Travailler – Revue internationale de Psychopathologie et de Psychodynamique du Travail |
Travailler : pourquoi ce titre ? Travail, activité, emploi, profession, qualification…, tous ces termes ont des connotations disciplinaires et conceptuelles spécifiques qui suscitent des controverses sur le sens qu’il convient de donner au terme de travail. Controverses d’un grand intérêt qui montrent toutefois qu’aucune définition de la notion de travail ne saurait faire, actuellement, consensus. Pour certains auteurs, le travail serait une construction sociale récente datant du début ou du milieu du XIXème siècle. Pour d’autres, le travail n’aurait fait son apparition qu’avec le protestantisme et la Réforme… Pour d’autres encore, le travail serait même en voie de disparition ! Laissons ces débats et saisissons-nous d’une réalité indiscutable : travailler.
Qu’il s’agisse d’une activité salariée ou bénévole, domestique ou professionnelle, de manoeuvre ou de cadre, du public ou du privé, industrielle ou de service, d’agriculture ou de commerce… travailler, c’est mobiliser son corps, son intelligence, sa personne pour une production ayant valeur d’usage.
Que travailler puisse générer le pire ou le meilleur, tout le monde en conviendra. Que souffrir, en revanche, puisse avoir des incidences favorables est plus difficilement acceptable. Pourtant, contrairement à ce que suggère le sens commun, la souffrance n’est pas seulement le point d’aboutissement d’un enchaînement malheureux dont il ne resterait qu’à déplorer les conséquences fâcheuses. La souffrance est aussi, pour le clinicien du travail, un point de départ, une origine : l’origine de tout mouvement vers le monde, de toute expérience du monde.
Il suffit que cette souffrance soit éprouvée pour qu’elle appelle, en quelque sorte, à son dépassement. Comment ? Par le travail précisément ! La souffrance comme protention vers le monde est foncièrement protention du sujet à « travailler ». Dans l’après-coup, celui de la contemplation des résultats du travail accompli, s’esquisse le dépassement de la souffrance et sa transformation en sentiment de satisfaction, de plénitude voire d’euphorie. Le plaisir au travail est consubstantiellement lié à la réussite du processus de subjectivation, de renforcement de l’identité, ou encore de l’accomplissement de soi, dont travailler a été l’occasion.
Nombreuses sont les situations de travail grâce auxquelles les hommes et les femmes se portent mieux que lorsqu’ils sont privés de ce travail. Alors, comment expliquer que la psychodynamique du travail se soit fait connaître, avant tout, par la description des destins funestes de la souffrance, par celle des stratégies de défense, de l’aliénation et de la pathologie mentale ? C’est que le travail n’est accessible, concrètement, que dans un rapport social où s’exerce la domination. Le pouvoir mutatif du travail sur la souffrance, sur l’accroissement de la subjectivité, sur le plaisir et la santé, peut être neutralisé. Voire inversé en son contraire et ne générer que davantage de souffrance, comme, par exemple, dans le travail répétitif sous contrainte de temps.
Il est possible de ployer et de s’incliner devant la domination dont l’organisation du travail est un enjeu, ou de ruser et de résister. Que notre liberté, notre responsabilité et notre volonté soient engagées dans le destin du rapport au travail est incontestable.
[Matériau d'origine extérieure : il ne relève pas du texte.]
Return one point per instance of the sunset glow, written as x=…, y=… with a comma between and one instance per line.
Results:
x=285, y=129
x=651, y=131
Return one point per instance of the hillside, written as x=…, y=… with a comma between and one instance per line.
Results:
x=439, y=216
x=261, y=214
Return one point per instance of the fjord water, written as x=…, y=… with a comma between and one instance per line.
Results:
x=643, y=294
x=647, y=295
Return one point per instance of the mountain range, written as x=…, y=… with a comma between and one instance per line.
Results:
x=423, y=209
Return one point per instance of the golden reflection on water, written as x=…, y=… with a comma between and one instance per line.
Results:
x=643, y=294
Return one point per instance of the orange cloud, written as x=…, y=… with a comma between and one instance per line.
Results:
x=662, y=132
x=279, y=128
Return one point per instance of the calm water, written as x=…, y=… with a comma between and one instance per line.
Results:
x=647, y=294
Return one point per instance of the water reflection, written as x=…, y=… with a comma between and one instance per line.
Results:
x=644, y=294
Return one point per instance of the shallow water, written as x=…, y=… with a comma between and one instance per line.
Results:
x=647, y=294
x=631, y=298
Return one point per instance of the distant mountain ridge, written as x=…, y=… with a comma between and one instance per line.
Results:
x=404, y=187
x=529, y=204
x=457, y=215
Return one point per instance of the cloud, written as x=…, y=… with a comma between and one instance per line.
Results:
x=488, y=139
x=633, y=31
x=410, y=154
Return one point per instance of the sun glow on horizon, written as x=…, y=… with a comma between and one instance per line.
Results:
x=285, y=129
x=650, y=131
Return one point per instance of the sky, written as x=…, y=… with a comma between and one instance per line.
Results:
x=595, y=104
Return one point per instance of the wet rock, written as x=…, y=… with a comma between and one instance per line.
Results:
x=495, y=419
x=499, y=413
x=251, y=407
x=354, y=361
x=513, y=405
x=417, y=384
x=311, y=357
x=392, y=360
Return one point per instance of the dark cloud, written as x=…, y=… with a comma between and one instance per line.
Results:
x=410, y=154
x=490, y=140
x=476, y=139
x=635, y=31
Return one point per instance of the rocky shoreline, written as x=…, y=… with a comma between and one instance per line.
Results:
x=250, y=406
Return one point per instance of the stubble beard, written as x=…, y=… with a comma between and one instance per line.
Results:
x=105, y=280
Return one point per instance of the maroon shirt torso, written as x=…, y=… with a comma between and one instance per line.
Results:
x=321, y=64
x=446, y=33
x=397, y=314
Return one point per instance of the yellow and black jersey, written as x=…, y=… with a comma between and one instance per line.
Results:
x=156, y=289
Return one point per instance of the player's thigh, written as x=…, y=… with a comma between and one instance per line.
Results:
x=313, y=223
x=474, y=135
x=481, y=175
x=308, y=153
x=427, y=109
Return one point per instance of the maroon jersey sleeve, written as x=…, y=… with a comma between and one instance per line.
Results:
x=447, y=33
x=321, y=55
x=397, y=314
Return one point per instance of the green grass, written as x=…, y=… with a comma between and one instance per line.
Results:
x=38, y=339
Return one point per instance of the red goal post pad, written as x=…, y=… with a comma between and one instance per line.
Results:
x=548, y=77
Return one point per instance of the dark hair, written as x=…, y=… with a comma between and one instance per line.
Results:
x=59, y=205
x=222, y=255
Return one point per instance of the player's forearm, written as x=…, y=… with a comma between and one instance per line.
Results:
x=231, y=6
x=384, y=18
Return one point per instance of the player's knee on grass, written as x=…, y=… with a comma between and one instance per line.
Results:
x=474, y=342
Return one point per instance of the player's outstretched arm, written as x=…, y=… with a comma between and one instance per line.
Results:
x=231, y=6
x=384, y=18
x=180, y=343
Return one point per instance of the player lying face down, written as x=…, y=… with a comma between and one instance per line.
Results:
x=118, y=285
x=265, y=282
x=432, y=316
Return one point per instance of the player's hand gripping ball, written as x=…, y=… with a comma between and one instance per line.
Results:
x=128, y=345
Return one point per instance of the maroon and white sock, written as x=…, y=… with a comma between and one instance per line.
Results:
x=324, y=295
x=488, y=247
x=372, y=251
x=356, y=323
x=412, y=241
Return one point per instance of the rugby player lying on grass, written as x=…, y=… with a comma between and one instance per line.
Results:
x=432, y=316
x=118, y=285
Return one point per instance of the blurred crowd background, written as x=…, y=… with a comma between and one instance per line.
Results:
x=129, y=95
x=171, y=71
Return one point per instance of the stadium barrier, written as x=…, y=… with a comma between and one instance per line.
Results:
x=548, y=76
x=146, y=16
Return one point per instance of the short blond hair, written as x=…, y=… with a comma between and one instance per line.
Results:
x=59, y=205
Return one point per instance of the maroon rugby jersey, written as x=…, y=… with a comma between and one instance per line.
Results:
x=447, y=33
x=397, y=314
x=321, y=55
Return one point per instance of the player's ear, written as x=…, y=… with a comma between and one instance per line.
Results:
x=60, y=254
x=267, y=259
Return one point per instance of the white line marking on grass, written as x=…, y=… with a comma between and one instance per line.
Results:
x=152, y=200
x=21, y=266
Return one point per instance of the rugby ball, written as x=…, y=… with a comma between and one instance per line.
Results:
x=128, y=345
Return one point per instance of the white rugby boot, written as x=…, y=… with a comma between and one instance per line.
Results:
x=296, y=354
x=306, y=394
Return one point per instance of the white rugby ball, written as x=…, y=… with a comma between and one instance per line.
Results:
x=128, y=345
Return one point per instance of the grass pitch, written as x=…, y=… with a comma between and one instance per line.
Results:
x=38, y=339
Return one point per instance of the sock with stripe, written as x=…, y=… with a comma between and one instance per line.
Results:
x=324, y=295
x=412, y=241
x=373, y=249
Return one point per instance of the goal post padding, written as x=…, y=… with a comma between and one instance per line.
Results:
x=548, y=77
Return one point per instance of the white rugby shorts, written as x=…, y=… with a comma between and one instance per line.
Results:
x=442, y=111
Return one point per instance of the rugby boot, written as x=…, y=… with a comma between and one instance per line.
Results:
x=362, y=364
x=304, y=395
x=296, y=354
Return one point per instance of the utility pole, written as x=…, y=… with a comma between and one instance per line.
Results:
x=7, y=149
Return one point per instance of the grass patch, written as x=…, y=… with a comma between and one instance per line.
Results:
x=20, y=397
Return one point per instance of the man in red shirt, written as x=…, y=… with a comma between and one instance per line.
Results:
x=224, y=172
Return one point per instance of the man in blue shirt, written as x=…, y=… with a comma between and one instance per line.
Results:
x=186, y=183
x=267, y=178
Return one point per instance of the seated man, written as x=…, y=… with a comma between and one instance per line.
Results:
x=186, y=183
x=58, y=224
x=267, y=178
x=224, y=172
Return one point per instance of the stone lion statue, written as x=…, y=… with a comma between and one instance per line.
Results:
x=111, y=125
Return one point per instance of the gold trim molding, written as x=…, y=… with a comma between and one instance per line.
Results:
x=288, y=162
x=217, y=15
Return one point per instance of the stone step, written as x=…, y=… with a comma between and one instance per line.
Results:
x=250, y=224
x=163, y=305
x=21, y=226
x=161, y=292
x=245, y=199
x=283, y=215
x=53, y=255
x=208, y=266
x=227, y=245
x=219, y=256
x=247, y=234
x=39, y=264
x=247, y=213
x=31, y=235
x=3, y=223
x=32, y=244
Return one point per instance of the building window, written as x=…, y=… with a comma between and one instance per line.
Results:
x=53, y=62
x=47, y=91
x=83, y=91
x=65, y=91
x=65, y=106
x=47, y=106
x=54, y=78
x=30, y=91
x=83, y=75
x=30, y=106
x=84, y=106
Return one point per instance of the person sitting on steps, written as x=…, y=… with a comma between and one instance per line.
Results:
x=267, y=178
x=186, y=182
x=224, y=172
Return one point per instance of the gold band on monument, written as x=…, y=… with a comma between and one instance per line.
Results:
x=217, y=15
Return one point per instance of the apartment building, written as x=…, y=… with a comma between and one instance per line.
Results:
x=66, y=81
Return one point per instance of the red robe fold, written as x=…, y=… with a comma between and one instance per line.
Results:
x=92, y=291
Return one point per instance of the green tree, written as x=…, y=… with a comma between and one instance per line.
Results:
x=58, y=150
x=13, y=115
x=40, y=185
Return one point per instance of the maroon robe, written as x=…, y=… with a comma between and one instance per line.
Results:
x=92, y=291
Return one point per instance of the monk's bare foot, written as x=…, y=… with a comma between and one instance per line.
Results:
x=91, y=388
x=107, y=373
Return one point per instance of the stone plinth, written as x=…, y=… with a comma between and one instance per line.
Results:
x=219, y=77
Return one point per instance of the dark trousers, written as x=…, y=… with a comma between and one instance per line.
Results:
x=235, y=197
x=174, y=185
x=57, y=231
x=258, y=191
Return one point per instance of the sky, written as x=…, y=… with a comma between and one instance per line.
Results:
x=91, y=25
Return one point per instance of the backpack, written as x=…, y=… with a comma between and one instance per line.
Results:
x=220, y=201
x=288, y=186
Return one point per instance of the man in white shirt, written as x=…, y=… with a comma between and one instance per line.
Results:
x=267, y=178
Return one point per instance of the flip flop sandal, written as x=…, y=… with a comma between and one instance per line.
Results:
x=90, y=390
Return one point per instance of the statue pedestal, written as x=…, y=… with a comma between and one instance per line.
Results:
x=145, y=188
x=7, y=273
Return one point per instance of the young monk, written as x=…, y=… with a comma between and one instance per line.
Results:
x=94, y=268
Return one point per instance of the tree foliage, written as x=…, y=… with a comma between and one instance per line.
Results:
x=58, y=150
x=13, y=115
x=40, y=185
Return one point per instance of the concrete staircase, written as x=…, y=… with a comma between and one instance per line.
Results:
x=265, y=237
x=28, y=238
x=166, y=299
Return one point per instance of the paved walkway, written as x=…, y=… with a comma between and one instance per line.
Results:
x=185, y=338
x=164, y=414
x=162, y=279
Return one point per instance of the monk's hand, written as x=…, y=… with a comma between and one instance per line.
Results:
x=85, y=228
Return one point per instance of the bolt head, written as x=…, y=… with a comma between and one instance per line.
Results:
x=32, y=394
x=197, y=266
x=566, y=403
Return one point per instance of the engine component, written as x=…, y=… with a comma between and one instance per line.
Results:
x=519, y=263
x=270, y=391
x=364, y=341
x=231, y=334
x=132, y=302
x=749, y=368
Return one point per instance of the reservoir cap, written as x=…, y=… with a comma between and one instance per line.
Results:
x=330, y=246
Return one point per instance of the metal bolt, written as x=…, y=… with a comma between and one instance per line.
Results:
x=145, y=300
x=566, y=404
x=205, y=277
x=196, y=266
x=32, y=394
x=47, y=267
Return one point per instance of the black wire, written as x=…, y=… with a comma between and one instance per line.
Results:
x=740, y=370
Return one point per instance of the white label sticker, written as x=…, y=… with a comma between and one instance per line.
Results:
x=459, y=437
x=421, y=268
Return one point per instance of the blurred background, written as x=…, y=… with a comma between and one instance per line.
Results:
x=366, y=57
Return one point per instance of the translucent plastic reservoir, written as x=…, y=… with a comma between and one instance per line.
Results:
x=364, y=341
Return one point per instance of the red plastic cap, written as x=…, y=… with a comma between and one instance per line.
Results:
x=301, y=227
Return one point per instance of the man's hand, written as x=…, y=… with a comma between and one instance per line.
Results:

Pour pouvoir assumer ce que cela implique dans le registre de l’action, nous devons développer des instruments conceptuels et un appareillage théorique permettant d’analyser ce qui fait qu’une organisation du travail est favorable à l’avènement du sujet ou au contraire ce qui la rend foncièrement délétère et désubjectivante, ou encore, aliénante.
Se donner pour but la suppression de la souffrance humaine, c’est formuler un objectif impossible à atteindre et s’engager dans une action irrationnelle. En revanche, se battre pour un compromis de qualité entre travail et santé est, par exemple, un objectif accessible et rationnel. Déterminer si un objectif est chimérique ou réaliste, ne va pas de soi. C’est pourquoi agir ne consiste pas qu’à prendre des décisions. Agir suppose de prendre le temps de réfléchir et d’étudier.
Travailler se veut une revue au service de la délibération, ouverte aux débats, mais fermement argumentée du point de vue théorique. L’éventail des articles est donc large puisque sont publiées des contributions émanant de toutes les branches des sciences humaines aussi bien que des sciences de l’ingénieur ou des sciences médico-biologiques, dans la mesure où, traitant du travail ou de l’action, elles n’assignent pas à la souffrance et au sujet qu’un statut d’accessoire décoratif, mais leur accordent une place significative, étayée à des références explicitement situées.